Acquiring – what it’s all about

The acquirer ensures the proper processing and forwarding of transactions, and credits the appropriate amount to your account. The acquirer is responsible for ensuring everything runs smoothly and securely.

One goal of acquiring is to further increase acceptance of electronic payment methods. So in the truest sense of the word, the acquirer manages the acquiring.

The acquirer bears the risks

When you enable your customers to pay by card, the acquirer takes responsibility for the entire payment process. Usually, participating financial institutions must ensure that the amount debited from the customer’s card account is delivered safely and securely to the retailer.

How the payment process works

  1. Customer pays by card: a customer has chosen a product or service and wants to pay by card in the checkout area, in-store or online.
  2. Acquiring process starts: in most cases, a request is sent via the physical or virtual checkout infrastructure to the acquirer, who is your and your company’s contractual partner. The acquirer forwards the request to the relevant card institution. From the card number, the card institution identifies the card issuer and forwards the request and/or the transaction to them. The issuer is the financial institution that issued the bank card.
  3. Issuer becomes active: the issuer (financial institution) verifies and processes the transaction. The card owner’s account is debited. The card institution is then informed.
  4. Transaction reaches the retailer: the card institution confirms the transaction to the acquirer. This in turn is forwarded to the retailer’s checkout infrastructure.
  5. Verification process is complete: the verification process is now complete. The retailer now has the payment guarantee and delivers the product or provides the service that has been paid for.

What are the costs involved in acquiring?

The acquirer charges you an amount for each transaction that covers the expenses of all parties involved in the value chain. An exception here is the fee charged by a payment service provider (PSP), if you are active in e-commerce. The fee can be a fixed sum per transaction, a specified percentage of the amount or a mix of the two.

Not all acquirers are the same

In Switzerland there is a range of acquirers. There are differences in the cost structures or in the selection of card types they accept. Some financial institutions are active on the market as both acquirers and issuers – this is the case with PostFinance, for example.

PostFinance – one provider for many payment solutions

PostFinance offers payment solutions for face-to-face and distance selling that support different acceptance partners.

  • Checkout Flex: This is a flexible payment service provider solution for your online shop that can be supplemented with a payment terminal for in-store sales. Payment methods, functions and terminals can be configured according to your needs.
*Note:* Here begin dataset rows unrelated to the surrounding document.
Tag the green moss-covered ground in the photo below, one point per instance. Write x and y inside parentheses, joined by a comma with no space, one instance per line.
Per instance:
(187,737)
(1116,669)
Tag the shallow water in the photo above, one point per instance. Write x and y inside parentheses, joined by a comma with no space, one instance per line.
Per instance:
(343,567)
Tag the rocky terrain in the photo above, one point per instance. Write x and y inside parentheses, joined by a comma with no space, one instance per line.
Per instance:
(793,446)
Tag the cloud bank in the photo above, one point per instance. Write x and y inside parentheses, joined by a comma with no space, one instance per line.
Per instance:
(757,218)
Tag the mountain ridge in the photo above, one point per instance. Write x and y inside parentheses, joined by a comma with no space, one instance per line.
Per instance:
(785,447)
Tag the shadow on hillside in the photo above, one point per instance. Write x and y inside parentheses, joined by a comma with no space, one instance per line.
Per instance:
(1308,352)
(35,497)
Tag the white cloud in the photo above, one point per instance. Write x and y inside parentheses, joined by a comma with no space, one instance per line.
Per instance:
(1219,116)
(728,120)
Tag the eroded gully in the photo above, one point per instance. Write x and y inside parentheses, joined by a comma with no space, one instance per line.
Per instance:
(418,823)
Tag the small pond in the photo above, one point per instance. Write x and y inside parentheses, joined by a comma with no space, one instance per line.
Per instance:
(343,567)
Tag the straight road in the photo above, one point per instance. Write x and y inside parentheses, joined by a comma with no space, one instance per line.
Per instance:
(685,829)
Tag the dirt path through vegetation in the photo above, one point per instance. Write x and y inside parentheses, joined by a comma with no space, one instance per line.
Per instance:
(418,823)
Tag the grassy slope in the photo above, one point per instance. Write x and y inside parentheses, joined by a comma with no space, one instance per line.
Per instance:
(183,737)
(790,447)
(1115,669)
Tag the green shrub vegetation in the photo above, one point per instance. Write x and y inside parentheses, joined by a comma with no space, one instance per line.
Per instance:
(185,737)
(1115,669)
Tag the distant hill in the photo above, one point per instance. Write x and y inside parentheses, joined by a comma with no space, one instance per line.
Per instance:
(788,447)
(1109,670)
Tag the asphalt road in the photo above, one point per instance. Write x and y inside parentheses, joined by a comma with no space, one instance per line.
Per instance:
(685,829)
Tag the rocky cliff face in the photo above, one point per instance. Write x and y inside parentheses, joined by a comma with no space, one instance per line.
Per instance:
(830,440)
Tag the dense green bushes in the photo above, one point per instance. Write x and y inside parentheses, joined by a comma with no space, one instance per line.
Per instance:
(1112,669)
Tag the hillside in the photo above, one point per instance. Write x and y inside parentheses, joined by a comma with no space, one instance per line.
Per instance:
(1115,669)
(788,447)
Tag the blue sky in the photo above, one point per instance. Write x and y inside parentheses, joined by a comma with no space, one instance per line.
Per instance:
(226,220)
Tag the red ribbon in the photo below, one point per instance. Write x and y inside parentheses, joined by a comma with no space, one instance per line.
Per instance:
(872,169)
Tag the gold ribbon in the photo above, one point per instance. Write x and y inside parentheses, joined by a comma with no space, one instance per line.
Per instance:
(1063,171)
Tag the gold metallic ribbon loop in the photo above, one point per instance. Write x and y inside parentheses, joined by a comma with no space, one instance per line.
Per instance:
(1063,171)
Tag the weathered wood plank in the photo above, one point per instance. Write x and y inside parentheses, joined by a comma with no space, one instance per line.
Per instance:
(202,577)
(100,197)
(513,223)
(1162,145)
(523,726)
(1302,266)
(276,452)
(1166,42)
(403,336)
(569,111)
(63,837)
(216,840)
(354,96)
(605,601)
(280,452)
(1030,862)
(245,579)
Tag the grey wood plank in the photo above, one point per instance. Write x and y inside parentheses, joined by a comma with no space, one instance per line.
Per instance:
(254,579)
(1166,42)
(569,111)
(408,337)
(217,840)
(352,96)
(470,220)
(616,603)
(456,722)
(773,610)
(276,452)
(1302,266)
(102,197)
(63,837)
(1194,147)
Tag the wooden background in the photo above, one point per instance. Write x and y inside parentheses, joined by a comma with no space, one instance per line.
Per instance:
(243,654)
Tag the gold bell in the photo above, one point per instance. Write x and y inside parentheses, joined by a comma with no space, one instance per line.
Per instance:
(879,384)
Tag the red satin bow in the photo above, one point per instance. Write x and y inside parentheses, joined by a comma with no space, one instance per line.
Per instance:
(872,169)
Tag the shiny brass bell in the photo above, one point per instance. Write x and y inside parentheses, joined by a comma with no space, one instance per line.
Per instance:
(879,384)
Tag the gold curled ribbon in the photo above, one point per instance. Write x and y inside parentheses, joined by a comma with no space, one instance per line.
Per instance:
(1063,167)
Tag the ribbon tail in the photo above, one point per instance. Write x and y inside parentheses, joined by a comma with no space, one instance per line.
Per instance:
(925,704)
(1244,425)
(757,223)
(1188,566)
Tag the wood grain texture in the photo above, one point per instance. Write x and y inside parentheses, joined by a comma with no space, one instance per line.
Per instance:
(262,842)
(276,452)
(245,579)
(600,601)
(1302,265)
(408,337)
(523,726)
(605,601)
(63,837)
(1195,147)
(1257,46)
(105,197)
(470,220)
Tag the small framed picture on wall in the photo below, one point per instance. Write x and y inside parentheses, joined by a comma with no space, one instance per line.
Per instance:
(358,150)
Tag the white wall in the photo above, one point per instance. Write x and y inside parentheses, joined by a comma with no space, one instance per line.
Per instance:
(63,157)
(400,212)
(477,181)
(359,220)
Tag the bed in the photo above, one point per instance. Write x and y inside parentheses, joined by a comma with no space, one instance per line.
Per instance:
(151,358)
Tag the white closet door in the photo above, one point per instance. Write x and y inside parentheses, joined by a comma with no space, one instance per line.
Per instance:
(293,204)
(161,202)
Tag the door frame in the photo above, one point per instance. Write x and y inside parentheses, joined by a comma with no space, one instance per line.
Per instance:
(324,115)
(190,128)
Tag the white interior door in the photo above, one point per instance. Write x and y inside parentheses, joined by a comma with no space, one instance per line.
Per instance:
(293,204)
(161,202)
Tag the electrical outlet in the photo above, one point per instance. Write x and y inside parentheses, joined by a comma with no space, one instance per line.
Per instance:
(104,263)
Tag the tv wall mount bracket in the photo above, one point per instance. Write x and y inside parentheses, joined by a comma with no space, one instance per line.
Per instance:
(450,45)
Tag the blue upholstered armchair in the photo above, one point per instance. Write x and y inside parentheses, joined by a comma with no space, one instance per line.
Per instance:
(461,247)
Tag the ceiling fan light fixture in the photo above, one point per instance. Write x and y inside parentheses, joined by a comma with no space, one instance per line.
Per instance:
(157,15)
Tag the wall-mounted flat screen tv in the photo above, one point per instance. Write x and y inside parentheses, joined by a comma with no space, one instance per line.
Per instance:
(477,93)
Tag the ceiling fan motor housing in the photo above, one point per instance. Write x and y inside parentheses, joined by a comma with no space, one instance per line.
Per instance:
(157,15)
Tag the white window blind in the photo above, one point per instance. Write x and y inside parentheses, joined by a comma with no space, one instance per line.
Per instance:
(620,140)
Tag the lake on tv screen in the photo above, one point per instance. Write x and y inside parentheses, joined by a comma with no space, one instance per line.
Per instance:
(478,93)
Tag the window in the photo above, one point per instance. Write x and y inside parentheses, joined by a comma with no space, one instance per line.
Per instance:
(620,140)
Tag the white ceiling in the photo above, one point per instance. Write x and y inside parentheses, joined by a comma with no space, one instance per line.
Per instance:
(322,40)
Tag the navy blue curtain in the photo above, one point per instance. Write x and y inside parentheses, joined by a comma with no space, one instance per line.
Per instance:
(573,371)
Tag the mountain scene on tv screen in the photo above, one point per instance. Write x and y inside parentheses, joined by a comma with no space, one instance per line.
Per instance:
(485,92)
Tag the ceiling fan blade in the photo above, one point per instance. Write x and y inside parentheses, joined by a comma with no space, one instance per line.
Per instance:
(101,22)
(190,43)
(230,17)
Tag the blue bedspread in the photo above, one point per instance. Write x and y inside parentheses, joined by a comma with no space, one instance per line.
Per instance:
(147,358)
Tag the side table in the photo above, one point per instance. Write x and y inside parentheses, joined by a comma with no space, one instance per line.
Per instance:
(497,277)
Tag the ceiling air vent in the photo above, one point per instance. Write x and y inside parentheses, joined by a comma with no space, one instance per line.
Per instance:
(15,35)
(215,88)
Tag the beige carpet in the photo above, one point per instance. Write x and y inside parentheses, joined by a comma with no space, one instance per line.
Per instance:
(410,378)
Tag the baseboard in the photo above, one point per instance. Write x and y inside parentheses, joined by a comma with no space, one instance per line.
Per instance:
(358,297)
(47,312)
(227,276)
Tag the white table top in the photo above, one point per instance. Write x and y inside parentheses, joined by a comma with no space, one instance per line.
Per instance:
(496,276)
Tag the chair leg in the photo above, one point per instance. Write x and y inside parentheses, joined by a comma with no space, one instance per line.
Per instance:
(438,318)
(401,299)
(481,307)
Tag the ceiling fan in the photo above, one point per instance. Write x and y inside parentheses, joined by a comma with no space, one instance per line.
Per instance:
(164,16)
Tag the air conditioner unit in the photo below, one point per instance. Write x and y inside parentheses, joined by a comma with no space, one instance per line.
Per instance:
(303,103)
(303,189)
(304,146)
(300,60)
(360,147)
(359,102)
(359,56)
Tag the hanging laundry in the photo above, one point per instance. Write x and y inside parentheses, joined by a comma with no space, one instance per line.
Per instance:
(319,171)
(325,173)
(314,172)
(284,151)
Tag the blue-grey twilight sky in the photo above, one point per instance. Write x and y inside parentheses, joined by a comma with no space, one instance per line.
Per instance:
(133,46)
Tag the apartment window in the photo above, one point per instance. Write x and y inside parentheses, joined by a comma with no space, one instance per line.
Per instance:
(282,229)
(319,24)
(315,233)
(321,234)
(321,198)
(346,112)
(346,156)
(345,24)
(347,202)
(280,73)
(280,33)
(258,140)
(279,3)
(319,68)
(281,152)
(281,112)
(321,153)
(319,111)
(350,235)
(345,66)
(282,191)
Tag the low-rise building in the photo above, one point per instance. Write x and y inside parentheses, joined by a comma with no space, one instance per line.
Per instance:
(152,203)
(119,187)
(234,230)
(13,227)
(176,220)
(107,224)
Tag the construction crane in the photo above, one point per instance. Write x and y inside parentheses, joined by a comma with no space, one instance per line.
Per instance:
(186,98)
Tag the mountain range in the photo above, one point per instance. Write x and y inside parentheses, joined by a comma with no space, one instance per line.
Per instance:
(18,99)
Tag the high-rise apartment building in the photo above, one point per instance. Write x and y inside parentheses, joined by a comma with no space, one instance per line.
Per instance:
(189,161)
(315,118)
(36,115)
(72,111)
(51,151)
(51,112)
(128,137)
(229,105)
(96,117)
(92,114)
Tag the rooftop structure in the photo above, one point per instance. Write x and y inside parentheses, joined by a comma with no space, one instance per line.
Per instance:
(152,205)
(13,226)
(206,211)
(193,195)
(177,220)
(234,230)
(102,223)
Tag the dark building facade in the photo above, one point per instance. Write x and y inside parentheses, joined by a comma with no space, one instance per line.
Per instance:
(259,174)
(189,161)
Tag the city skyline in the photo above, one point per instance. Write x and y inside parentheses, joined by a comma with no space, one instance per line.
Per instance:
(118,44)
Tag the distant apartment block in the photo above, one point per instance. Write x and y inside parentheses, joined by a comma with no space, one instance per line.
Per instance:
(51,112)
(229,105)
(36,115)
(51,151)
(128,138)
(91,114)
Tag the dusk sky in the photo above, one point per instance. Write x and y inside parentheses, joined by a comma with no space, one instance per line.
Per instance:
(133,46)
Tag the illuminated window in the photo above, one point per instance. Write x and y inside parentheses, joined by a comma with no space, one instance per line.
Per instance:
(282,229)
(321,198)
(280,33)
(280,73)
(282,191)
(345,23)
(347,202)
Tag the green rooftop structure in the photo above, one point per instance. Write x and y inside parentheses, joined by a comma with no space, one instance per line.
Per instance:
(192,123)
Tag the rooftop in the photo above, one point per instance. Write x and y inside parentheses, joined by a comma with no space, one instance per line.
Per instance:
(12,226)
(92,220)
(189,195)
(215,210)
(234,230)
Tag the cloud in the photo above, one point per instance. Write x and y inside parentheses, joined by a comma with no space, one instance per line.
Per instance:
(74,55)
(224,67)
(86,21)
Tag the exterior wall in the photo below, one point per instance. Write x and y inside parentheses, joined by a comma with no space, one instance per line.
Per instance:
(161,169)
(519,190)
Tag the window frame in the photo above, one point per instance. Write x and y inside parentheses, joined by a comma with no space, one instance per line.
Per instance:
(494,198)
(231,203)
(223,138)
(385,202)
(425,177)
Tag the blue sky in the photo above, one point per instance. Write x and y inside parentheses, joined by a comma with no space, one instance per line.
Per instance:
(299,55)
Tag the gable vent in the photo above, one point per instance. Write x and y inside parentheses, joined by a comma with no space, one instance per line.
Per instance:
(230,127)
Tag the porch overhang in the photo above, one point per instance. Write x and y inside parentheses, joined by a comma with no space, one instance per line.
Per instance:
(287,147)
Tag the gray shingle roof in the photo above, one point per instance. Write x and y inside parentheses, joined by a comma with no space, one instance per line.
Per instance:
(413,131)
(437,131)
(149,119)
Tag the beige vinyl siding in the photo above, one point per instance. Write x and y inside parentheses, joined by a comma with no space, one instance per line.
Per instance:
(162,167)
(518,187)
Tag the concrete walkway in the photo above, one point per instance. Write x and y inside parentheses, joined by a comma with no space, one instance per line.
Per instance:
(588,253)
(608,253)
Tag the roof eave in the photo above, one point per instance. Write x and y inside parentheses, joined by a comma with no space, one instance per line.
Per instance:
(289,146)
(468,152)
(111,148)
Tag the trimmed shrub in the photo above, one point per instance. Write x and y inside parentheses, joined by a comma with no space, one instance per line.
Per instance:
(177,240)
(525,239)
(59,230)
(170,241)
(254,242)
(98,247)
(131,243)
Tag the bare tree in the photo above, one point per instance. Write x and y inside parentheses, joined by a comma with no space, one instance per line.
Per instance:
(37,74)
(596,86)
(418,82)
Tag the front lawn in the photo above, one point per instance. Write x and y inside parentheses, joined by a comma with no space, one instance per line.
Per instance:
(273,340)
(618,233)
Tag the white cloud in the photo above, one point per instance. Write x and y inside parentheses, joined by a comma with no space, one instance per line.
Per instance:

More information can be found at The link will open in a new window Checkout Flex.
  • Cashless payments at points of sale: EFT/POS (electronic funds transfer at the point of sale) allows your customers to make convenient, quick cashless payments at your points of sale. This helps you reduce the cash you deal with and increases the safety of your business due to the lower amount of cash you have on the premises. Find out more at The link will open in a new window EFT/POS.
  • Checkout All-in-one: A module that can be integrated quickly and easily into your online shop.
  • PostFinance payment methods: the PostFinance Card and e-finance offer your customers secure and reliable payment methods in your online shop without the risk of customers becoming overdrawn.

To activate the individual payment methods, you need a separate contract with the respective acceptance partner for each payment method. In-store sales require one contract per location and payment method.

PostFinance automatically arranges the contract request for you online in Checkout Flex onboarding. The amount of time it takes to activate the payment method depends on the respective acceptance partner and cannot be influenced by PostFinance.